Essentially, what you need to do is the following. Generate a reasonable number of evenly distributed angles, for example with linspace,
nViews = 20
phi = np.linspace(0,2*np.pi,nViews+1)
Also, put the coordinates original hk-plane into one big N×3 matrix that can be multiplied by the rotation matrix. Construct a new set of matrices to store the rotated planes in (otherwise you will overwrite your original plane).
N = H.shape[0] * H.shape[1]
Hrot = np.reshape(H, N)
Krot = np.reshape(K, N)
Lrot = np.reshape(L, N)
HKLrot = np.array([Hrot, Krot, Lrot])
HKL = HKLrot
Then make a for-loop and within which you sequentially do the following:
%%capture
fig, (ax1, ax2) = plt.subplots(1,2)
ims = []
for iViews in range(nViews):
R = rotationmatrix(phi[iViews], [1,0,0])
HKLrot = np.dot(R, HKL)
Hrot = np.reshape(HKLrot[0, :], H.shape)
Krot = np.reshape(HKLrot[1, :], K.shape)
Lrot = np.reshape(HKLrot[2, :], L.shape)
F = moltrans(caf, Hrot, Krot, Lrot)
rho = fft.fftshift(abs(fft.ifftn(F, [2**10,2**10])))
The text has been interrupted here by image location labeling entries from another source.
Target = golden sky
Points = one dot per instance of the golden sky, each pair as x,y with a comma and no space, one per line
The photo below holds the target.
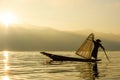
98,15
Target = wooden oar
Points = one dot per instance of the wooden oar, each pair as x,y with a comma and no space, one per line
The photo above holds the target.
106,55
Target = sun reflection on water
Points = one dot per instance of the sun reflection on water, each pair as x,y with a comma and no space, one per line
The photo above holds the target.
6,65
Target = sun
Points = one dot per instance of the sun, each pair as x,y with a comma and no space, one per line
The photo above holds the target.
8,18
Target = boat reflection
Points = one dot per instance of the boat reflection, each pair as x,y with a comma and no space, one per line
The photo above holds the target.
88,71
6,66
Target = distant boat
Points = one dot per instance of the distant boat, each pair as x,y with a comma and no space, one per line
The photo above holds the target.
84,51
im1 = ax1.imshow(np.real(np.log(abs(F)**2)), interpolation='none',origin='lower', animated=True)
im2 = ax2.imshow(np.real(rho), interpolation='none',origin='lower', animated=True)
ims.append([im1, im2])
ani = animation.ArtistAnimation(fig, ims, interval=300, repeat_delay=1000)
HTML(ani.to_html5_video())
You can play with the settings of the movie, like the interval and nViews, to control the number of frames as well as the speed of playing.
By typing patterns = np.load('patterns.npy') you will load the patterns data into Python. This data contains 20 diffraction patterns from one of either lysozyme, valium, nicotine or ethanol (in this case the pattterns are planar sections of the molecular transform, including phases). Can you identify the molecule by applying the techniques that you have used in the tutorial so far? You can access the ith pattern by using patterns[i,:,:]. You load the molecular structures into Python with e.g. lys = Molecule('lysozyme.pdb').
patterns = np.load('../data/patterns.npy')
Choose a slice from the patterns data (supposably good) and perform a Fourier transform to get a real space image:
rho = fft.fftshift(abs(fft.ifftn(patterns[0,:,:], [2**10, 2**10])))
plt.imshow(rho, interpolation='none',origin='lower')
<matplotlib.image.AxesImage at 0x10e601b10>
Then load the pdb file of different molecules and plot their real space coordinates:
lys = Molecule('lysozyme.pdb')
plt.plot(lys.x, lys.y, 'o')
[<matplotlib.lines.Line2D at 0x119e31ad0>]
val = Molecule('valium.pdb')
plt.plot(val.x, val.y, 'o')
[<matplotlib.lines.Line2D at 0x10fb77510>]
nic = Molecule('nicotine.pdb')
plt.plot(nic.x, nic.y, 'o')
[<matplotlib.lines.Line2D at 0x11214d650>]
eth = Molecule('ethanol.pdb')
plt.plot(eth.x, eth.y, 'o')
[<matplotlib.lines.Line2D at 0x118720190>]
Therefore by comparasion, we know that the unknown patterns are generated by nicotine molecule. You are welcomed to look at different slices of the patterns data and see how the results change.